The final writing on the wall for British imperial power was Suez in 1956, and for the French it was that single battle at Dien Bien Phu, but this does not mean a parallel experience is inevitable for Putin and his power base nearly 70 years later. One single battle or surge may not end the Russian will to fight.

Since his special military operation in Ukraine went so badly wrong over a year ago, Putin has focused much more on the perception of Russia as under attack from the West, developing his long-standing claim that Russia was treated with contempt at the end of the Cold War, followed by a decades-long attempt by NATO to weaken and subvert it.
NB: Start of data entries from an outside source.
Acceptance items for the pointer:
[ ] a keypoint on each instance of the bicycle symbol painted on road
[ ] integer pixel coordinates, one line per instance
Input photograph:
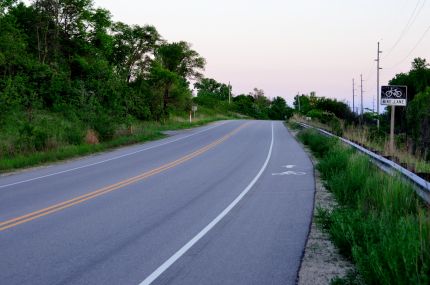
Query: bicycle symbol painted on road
(289, 172)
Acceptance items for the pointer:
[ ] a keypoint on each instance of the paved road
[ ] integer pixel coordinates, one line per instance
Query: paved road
(228, 203)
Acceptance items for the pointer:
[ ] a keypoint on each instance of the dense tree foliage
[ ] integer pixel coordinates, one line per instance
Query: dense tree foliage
(311, 105)
(67, 67)
(413, 120)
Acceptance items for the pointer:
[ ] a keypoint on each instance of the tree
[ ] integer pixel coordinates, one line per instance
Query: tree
(173, 60)
(133, 49)
(279, 109)
(418, 114)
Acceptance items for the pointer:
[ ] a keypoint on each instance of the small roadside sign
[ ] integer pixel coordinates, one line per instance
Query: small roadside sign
(394, 95)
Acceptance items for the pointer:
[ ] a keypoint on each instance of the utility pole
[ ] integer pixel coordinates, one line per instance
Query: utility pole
(377, 82)
(361, 92)
(353, 95)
There are sufficient elements of this to appeal to older Russians, though it appeals less to the young. But NATO’s running what amounts to a proxy war through Ukraine plays into the script, and it does resonate with many older people, who remember with bitterness the struggles of the early 1990s as turbo-capitalism tipped so many into poverty.

In these circumstances, and if at some stage there is any chance at all for talks, even if just for local ceasefires, then they should be grabbed, with those wanting to press on to a great victory actively discouraged.

Meanwhile, the monstrous anger of the guns is at large once more, with trench warfare in the heart of Europe for the first time in decades. The armourers may indeed be thriving but for innumerable people, civilians and military, the cost is appalling.